By Kate Brown
Holidaymakers are being warned after a rise in booking fraud has been revealed. In 2017, nearly 5,000 travellers fell victim to holiday scams which included false adverts on accommodation websites and fake airline tickets. According to police, holidaymakers lost on average £1,500 each, an overall total of £6.7 million. This figure is a 25% rise on the previous year.
In many of the cases reported and investigated, fraudsters had managed to hack into accommodation websites and asked travellers to pay them directly. After payments had been made, they would no longer be contactable. The Associate of British Travel Agents (ABTA) also warned about fake airline tickets specifically flying to Africa and Asia.

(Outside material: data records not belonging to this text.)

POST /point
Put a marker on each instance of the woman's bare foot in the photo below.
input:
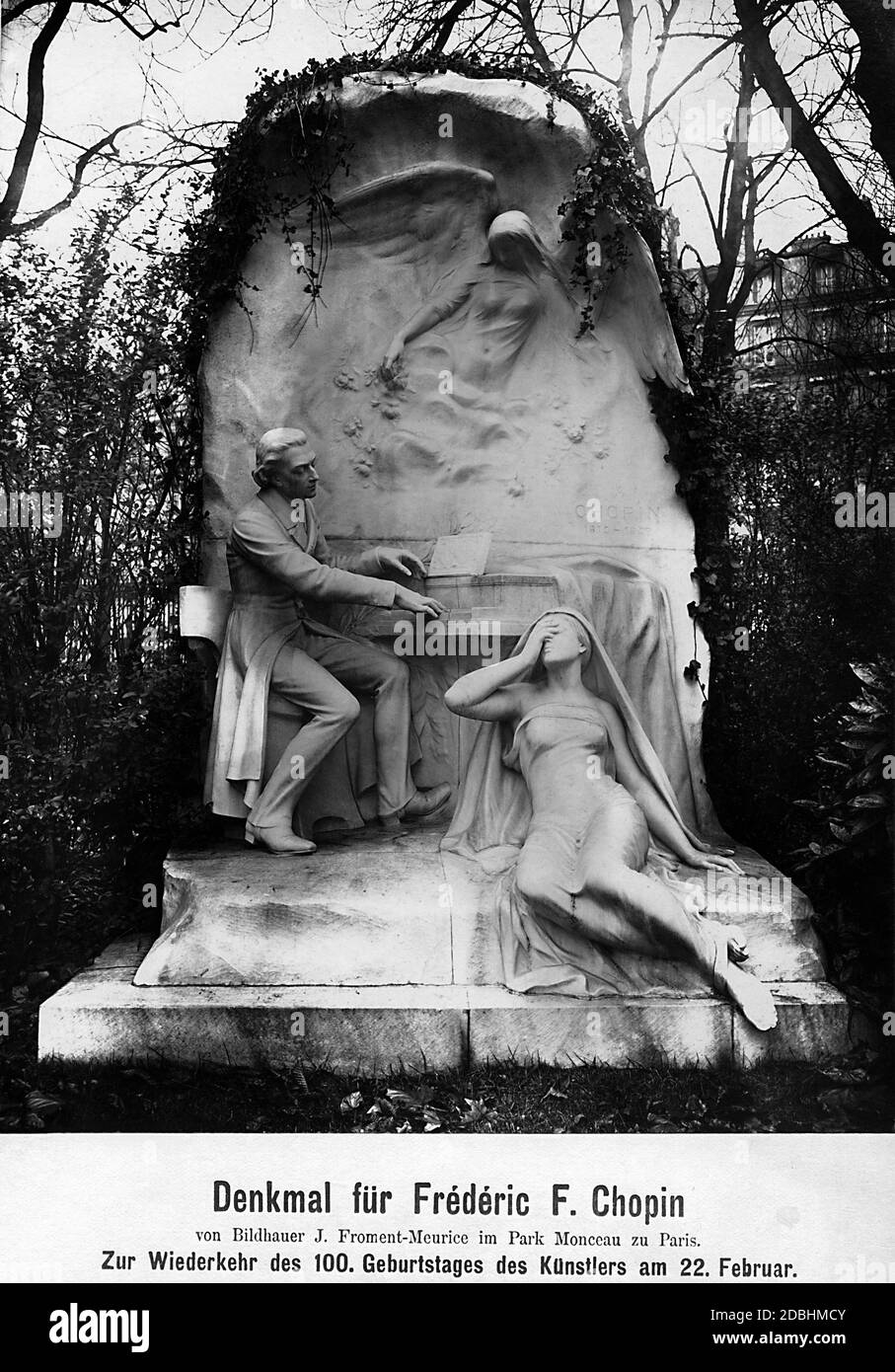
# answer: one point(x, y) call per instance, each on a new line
point(753, 996)
point(744, 989)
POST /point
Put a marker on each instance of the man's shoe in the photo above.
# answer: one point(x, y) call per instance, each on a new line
point(421, 805)
point(278, 840)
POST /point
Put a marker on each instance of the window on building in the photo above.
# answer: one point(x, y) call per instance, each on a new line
point(824, 276)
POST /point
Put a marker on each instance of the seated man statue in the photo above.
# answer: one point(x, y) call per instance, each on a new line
point(278, 558)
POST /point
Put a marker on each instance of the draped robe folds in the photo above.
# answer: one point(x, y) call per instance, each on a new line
point(493, 819)
point(267, 614)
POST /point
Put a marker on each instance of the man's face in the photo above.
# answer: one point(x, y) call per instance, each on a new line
point(295, 475)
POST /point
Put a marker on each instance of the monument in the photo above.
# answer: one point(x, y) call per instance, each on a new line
point(448, 393)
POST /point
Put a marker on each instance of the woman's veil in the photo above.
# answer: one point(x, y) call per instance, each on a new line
point(493, 808)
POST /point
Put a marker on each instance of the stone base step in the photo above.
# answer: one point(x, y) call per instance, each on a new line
point(103, 1017)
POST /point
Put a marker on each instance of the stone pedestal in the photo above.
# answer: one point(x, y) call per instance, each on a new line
point(379, 955)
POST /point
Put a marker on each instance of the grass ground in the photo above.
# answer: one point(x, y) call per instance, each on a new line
point(852, 1094)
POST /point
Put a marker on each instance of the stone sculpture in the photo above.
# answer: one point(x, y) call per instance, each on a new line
point(591, 901)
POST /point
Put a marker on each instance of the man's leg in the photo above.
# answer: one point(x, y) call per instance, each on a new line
point(305, 682)
point(376, 672)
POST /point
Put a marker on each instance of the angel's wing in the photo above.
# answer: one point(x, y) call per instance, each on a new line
point(432, 215)
point(633, 301)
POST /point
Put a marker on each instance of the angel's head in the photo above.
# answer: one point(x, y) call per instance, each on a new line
point(514, 243)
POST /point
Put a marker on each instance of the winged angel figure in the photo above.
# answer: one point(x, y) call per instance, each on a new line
point(492, 348)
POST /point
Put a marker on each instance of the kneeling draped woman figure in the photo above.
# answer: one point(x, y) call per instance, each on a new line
point(566, 782)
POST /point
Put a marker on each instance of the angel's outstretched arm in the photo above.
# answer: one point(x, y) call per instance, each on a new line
point(426, 317)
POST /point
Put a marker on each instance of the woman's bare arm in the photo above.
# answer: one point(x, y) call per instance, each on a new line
point(495, 692)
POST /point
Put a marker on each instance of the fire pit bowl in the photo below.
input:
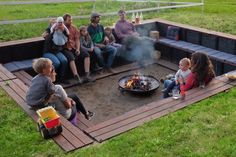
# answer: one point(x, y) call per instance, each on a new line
point(138, 84)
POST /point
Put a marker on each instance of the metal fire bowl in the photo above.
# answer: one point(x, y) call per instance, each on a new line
point(154, 84)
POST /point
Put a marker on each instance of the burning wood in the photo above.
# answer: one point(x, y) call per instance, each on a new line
point(138, 82)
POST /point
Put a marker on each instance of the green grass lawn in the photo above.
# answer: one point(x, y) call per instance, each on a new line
point(218, 15)
point(206, 128)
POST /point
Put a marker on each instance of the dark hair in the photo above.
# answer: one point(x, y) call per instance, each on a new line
point(201, 64)
point(81, 28)
point(65, 16)
point(108, 29)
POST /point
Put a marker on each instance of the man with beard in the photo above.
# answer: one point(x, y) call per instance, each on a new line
point(73, 53)
point(96, 31)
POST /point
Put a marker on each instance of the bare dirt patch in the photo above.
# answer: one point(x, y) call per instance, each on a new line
point(104, 98)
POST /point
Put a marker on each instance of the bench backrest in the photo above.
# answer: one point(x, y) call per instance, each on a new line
point(21, 49)
point(211, 39)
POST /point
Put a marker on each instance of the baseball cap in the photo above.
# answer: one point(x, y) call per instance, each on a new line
point(60, 19)
point(95, 15)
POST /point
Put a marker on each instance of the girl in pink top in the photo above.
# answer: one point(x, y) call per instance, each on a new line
point(202, 72)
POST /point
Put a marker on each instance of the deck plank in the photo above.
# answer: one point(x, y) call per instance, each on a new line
point(71, 138)
point(24, 77)
point(147, 113)
point(5, 74)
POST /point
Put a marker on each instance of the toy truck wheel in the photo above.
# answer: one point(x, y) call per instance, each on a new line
point(59, 129)
point(44, 132)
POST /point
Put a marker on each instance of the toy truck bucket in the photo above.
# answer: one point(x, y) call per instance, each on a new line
point(48, 117)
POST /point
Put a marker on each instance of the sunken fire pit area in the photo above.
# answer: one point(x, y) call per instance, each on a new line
point(114, 99)
point(130, 97)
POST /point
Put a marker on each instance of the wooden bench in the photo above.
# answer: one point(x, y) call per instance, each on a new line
point(192, 48)
point(71, 137)
point(220, 47)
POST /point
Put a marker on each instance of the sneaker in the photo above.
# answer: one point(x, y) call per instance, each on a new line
point(90, 115)
point(88, 79)
point(97, 68)
point(110, 70)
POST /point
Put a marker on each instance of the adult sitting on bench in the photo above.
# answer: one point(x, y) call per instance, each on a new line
point(96, 31)
point(123, 28)
point(43, 92)
point(201, 72)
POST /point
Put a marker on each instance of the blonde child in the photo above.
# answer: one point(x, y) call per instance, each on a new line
point(59, 33)
point(87, 45)
point(182, 74)
point(43, 92)
point(47, 30)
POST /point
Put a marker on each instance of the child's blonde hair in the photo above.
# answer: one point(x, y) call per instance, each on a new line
point(81, 28)
point(108, 29)
point(40, 64)
point(186, 61)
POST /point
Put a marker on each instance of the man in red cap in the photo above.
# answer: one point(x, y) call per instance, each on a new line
point(96, 31)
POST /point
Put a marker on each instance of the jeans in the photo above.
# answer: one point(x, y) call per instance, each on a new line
point(59, 62)
point(111, 50)
point(169, 85)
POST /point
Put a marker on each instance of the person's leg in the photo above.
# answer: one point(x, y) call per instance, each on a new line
point(71, 59)
point(63, 64)
point(55, 61)
point(99, 55)
point(165, 92)
point(170, 87)
point(79, 105)
point(111, 55)
point(60, 92)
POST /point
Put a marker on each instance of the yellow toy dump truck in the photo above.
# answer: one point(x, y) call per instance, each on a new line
point(49, 124)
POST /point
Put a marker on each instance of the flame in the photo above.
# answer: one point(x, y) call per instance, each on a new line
point(129, 83)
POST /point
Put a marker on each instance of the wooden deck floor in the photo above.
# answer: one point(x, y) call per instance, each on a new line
point(76, 137)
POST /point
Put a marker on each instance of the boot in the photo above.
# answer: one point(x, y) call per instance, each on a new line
point(88, 78)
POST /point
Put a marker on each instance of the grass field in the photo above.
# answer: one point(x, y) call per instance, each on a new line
point(205, 129)
point(218, 15)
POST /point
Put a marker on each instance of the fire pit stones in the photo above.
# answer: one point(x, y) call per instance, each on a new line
point(138, 84)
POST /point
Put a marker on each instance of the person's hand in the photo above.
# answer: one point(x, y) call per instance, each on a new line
point(106, 40)
point(77, 52)
point(136, 34)
point(45, 34)
point(181, 80)
point(69, 103)
point(91, 49)
point(101, 46)
point(53, 75)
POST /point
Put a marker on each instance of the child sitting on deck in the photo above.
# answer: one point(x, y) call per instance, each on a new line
point(43, 92)
point(182, 74)
point(86, 44)
point(110, 38)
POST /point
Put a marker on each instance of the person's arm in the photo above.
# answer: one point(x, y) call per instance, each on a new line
point(118, 31)
point(66, 30)
point(113, 40)
point(189, 84)
point(77, 41)
point(83, 48)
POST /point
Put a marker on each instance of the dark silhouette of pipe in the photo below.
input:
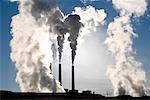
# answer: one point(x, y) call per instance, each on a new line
point(60, 74)
point(73, 81)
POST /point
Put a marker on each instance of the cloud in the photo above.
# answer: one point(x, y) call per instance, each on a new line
point(135, 7)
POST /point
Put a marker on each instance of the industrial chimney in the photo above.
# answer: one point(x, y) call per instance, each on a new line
point(60, 74)
point(73, 81)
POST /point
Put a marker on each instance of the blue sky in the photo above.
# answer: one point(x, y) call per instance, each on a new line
point(8, 9)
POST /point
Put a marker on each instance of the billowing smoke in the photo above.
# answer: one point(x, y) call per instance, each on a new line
point(34, 29)
point(127, 76)
point(73, 23)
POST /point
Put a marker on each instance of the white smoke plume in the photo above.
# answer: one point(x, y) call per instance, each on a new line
point(91, 18)
point(127, 76)
point(31, 45)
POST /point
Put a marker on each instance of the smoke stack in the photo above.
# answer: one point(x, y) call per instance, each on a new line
point(60, 74)
point(73, 81)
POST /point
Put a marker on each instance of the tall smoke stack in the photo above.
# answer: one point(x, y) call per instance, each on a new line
point(60, 74)
point(73, 81)
point(73, 23)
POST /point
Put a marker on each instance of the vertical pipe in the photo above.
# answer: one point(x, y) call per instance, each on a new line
point(60, 74)
point(73, 81)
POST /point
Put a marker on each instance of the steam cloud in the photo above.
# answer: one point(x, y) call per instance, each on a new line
point(33, 46)
point(127, 76)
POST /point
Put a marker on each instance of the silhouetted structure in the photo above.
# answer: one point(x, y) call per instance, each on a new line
point(73, 81)
point(60, 74)
point(7, 95)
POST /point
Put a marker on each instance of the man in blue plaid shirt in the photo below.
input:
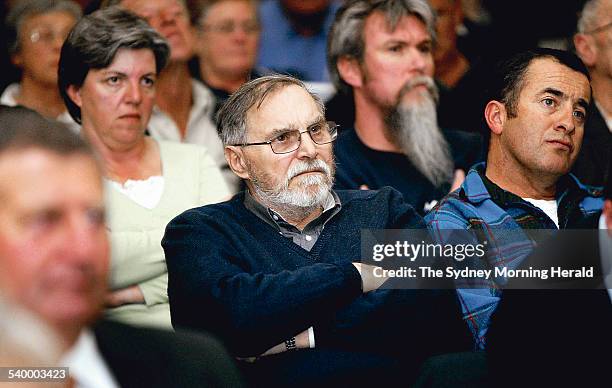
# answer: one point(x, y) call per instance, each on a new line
point(536, 112)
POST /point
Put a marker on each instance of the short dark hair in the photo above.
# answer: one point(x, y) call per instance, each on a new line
point(508, 77)
point(22, 128)
point(95, 40)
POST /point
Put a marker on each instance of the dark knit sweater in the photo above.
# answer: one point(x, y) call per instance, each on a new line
point(232, 274)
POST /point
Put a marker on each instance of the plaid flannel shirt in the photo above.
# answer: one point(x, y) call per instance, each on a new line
point(501, 219)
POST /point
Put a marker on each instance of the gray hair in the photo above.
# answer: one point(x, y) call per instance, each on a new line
point(28, 8)
point(94, 42)
point(346, 34)
point(112, 3)
point(589, 16)
point(232, 117)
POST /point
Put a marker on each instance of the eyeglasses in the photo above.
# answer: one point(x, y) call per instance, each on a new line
point(249, 28)
point(288, 141)
point(599, 29)
point(47, 35)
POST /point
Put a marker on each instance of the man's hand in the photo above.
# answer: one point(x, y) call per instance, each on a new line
point(128, 295)
point(368, 280)
point(301, 342)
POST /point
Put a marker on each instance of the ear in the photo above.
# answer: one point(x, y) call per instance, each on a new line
point(458, 13)
point(350, 71)
point(236, 160)
point(585, 48)
point(496, 116)
point(17, 60)
point(75, 95)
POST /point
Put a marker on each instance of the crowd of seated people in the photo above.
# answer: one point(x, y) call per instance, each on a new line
point(128, 250)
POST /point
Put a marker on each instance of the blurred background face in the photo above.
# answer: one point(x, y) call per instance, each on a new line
point(449, 18)
point(53, 244)
point(171, 19)
point(230, 37)
point(40, 41)
point(305, 7)
point(116, 102)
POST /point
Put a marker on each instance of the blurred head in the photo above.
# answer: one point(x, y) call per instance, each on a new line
point(449, 16)
point(228, 36)
point(295, 182)
point(361, 24)
point(302, 7)
point(168, 17)
point(53, 242)
point(594, 38)
point(537, 109)
point(108, 69)
point(36, 31)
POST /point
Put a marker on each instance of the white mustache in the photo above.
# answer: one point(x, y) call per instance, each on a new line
point(316, 165)
point(424, 80)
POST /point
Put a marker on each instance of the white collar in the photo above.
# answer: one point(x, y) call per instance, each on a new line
point(86, 364)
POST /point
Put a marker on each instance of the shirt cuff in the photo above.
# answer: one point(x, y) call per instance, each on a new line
point(311, 337)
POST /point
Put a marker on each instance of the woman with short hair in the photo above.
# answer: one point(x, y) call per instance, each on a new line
point(108, 68)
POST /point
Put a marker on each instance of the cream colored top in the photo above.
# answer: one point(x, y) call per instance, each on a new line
point(191, 179)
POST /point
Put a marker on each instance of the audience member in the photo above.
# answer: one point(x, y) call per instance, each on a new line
point(383, 51)
point(294, 35)
point(594, 46)
point(277, 268)
point(450, 63)
point(184, 106)
point(108, 72)
point(54, 262)
point(37, 29)
point(536, 114)
point(227, 44)
point(562, 323)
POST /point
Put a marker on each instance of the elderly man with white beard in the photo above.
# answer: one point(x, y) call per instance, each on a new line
point(276, 271)
point(382, 50)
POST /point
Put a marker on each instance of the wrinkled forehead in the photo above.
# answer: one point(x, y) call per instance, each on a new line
point(287, 106)
point(548, 73)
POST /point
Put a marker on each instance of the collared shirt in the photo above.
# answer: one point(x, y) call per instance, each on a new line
point(86, 365)
point(9, 98)
point(304, 238)
point(201, 129)
point(503, 218)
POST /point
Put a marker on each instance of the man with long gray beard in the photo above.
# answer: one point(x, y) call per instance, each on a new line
point(382, 50)
point(276, 271)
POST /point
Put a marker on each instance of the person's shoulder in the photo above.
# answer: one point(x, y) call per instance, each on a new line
point(452, 211)
point(189, 357)
point(383, 194)
point(226, 212)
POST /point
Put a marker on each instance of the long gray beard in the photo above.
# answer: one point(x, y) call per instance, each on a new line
point(414, 127)
point(302, 200)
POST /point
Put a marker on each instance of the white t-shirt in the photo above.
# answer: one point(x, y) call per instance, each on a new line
point(548, 206)
point(147, 193)
point(605, 248)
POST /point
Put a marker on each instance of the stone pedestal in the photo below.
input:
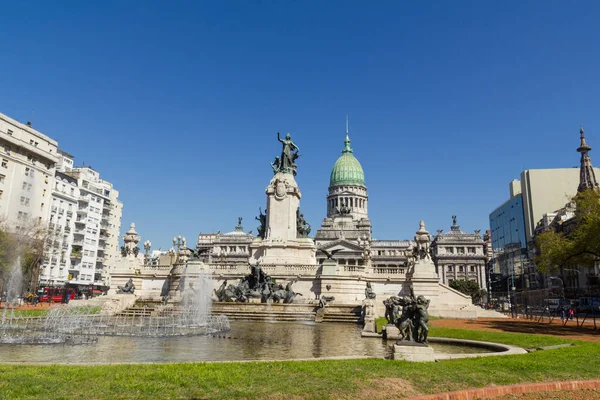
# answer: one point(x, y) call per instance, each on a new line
point(411, 351)
point(369, 316)
point(390, 332)
point(281, 245)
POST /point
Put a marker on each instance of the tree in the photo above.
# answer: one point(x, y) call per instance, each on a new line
point(470, 288)
point(580, 246)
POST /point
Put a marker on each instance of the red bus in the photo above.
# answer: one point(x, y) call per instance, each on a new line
point(57, 295)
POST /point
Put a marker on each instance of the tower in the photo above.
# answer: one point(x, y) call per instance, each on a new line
point(587, 177)
point(347, 200)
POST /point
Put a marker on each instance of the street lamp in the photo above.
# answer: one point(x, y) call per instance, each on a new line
point(147, 247)
point(562, 283)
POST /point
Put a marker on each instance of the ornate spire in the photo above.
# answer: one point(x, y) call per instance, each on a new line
point(347, 148)
point(587, 177)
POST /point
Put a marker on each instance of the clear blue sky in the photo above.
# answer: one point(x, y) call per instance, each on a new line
point(178, 103)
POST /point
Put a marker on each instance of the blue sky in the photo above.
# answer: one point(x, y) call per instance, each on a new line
point(178, 103)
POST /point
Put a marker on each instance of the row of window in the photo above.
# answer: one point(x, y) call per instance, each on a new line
point(461, 268)
point(461, 250)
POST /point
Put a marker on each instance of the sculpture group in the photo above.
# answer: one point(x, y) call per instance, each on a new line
point(256, 285)
point(409, 314)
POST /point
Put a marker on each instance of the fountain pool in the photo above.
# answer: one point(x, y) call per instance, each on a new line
point(245, 341)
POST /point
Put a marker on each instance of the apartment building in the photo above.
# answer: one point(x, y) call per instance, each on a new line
point(61, 228)
point(95, 238)
point(27, 165)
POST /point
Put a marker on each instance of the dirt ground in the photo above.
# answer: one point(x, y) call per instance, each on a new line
point(39, 306)
point(519, 325)
point(582, 394)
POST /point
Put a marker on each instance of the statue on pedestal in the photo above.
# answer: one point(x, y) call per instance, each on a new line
point(128, 288)
point(262, 218)
point(369, 292)
point(289, 154)
point(412, 323)
point(302, 227)
point(423, 240)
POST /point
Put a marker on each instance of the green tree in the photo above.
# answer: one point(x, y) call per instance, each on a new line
point(470, 288)
point(580, 246)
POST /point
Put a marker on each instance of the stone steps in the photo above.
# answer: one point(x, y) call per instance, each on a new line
point(341, 317)
point(137, 311)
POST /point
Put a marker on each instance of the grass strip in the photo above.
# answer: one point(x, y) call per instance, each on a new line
point(306, 379)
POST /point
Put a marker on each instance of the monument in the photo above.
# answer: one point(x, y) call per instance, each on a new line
point(283, 245)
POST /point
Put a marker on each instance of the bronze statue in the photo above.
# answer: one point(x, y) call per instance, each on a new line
point(412, 323)
point(302, 227)
point(128, 288)
point(330, 254)
point(262, 218)
point(369, 292)
point(289, 154)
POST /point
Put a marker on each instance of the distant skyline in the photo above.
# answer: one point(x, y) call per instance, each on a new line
point(178, 104)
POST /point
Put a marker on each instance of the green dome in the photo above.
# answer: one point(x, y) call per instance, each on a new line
point(347, 169)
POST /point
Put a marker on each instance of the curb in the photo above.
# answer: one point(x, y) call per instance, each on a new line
point(493, 391)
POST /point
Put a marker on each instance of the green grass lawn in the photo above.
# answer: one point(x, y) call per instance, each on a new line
point(26, 313)
point(307, 379)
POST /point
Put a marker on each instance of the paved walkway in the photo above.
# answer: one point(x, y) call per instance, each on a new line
point(520, 325)
point(517, 391)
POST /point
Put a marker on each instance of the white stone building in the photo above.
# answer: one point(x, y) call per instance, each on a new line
point(460, 255)
point(61, 226)
point(27, 165)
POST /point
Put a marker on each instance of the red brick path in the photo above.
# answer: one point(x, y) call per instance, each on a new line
point(494, 391)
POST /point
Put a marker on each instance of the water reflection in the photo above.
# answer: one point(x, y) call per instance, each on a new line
point(245, 341)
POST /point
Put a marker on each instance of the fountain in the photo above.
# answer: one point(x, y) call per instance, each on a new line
point(84, 324)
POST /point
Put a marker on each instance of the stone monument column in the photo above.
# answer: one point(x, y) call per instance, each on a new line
point(283, 201)
point(283, 242)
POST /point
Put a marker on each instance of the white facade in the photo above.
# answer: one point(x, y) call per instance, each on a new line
point(61, 226)
point(27, 166)
point(545, 191)
point(95, 240)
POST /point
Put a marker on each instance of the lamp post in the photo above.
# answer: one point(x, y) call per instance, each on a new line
point(562, 283)
point(490, 285)
point(147, 247)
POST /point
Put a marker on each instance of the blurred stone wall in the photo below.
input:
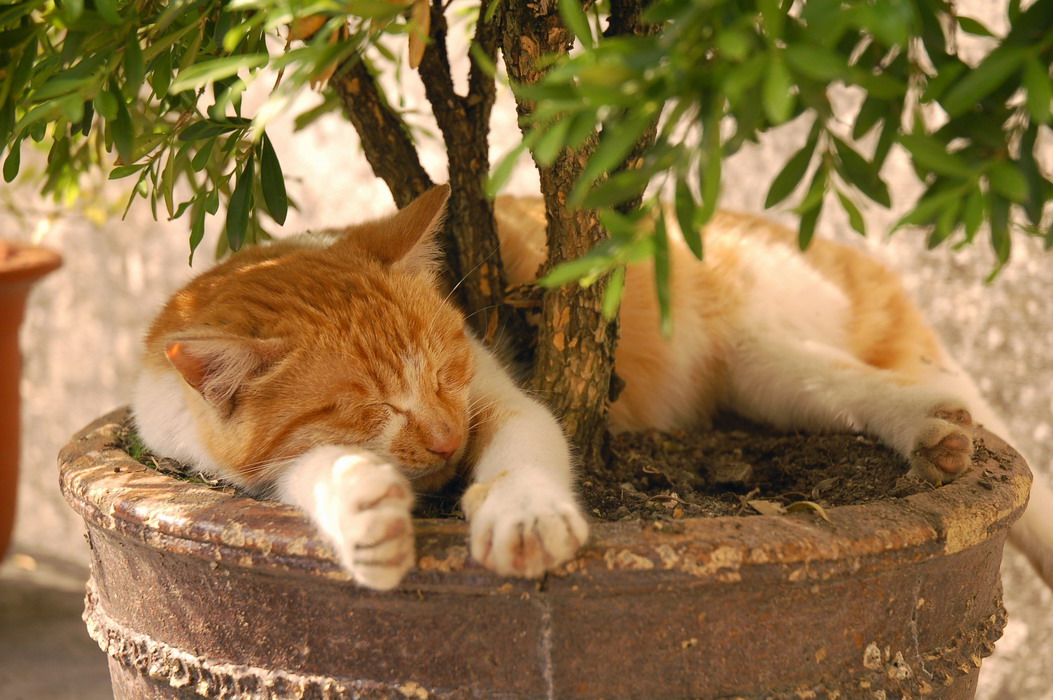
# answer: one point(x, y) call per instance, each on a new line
point(82, 332)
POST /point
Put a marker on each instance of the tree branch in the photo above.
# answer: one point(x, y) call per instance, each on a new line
point(473, 253)
point(384, 136)
point(575, 352)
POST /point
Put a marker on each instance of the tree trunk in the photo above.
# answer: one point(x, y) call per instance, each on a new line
point(575, 347)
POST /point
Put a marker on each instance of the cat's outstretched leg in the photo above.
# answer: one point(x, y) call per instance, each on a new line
point(523, 515)
point(814, 386)
point(361, 504)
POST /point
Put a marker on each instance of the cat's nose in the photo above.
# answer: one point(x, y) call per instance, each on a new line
point(444, 443)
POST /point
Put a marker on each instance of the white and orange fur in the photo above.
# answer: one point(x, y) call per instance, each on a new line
point(331, 372)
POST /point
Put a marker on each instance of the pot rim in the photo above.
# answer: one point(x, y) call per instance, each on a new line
point(111, 490)
point(25, 262)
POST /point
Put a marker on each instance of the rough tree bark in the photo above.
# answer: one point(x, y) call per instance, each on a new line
point(575, 348)
point(574, 354)
point(474, 270)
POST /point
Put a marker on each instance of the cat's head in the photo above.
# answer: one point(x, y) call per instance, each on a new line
point(293, 347)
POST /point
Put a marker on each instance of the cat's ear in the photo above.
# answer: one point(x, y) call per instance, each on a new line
point(216, 366)
point(405, 239)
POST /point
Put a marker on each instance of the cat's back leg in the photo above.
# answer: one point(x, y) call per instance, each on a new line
point(795, 363)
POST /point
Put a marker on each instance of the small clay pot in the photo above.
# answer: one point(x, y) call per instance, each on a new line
point(199, 593)
point(20, 266)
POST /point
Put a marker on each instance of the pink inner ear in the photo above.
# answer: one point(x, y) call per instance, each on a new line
point(191, 366)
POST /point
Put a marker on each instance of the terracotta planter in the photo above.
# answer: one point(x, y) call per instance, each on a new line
point(20, 266)
point(198, 593)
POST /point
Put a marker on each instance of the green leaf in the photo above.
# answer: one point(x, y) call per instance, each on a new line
point(973, 215)
point(1037, 184)
point(201, 158)
point(816, 62)
point(970, 25)
point(979, 82)
point(710, 174)
point(1036, 79)
point(861, 174)
point(776, 94)
point(1000, 240)
point(687, 208)
point(209, 72)
point(107, 11)
point(855, 217)
point(134, 66)
point(239, 206)
point(273, 183)
point(12, 164)
point(74, 8)
point(576, 21)
point(105, 104)
point(810, 216)
point(124, 171)
point(123, 132)
point(612, 295)
point(929, 206)
point(1008, 181)
point(160, 74)
point(6, 121)
point(197, 231)
point(209, 128)
point(793, 172)
point(660, 238)
point(932, 155)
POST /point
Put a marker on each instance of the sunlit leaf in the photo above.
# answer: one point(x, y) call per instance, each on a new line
point(273, 183)
point(977, 83)
point(240, 205)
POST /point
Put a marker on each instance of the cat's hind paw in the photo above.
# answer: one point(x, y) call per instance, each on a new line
point(944, 446)
point(366, 517)
point(525, 539)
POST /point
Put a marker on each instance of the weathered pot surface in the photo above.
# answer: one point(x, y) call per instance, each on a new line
point(198, 592)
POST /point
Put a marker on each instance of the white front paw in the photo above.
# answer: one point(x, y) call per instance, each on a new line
point(944, 444)
point(525, 536)
point(365, 512)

In order to better protect your money, ABTA advises travellers to:
- Research the holiday company’s credentials and to look at several reviews of the property involved
- Check whether the web address is legitimate
- Be cautious if asked to pay directly into an individual’s bank account. Bank transfers are difficult to trace – it is safer to use a debit or credit card
Almost half of those affected by holiday booking fraud reported it had had a significant impact on their health or financial well-being. Nearly 600 of those victims claimed they were in need of medical treatment or at risk of bankruptcy. The chief executive of the Association of British Travel Agents, Mark Tanzer, said: “the cost to them is not just financial. This crim causes very real disappointment and emotional stress”.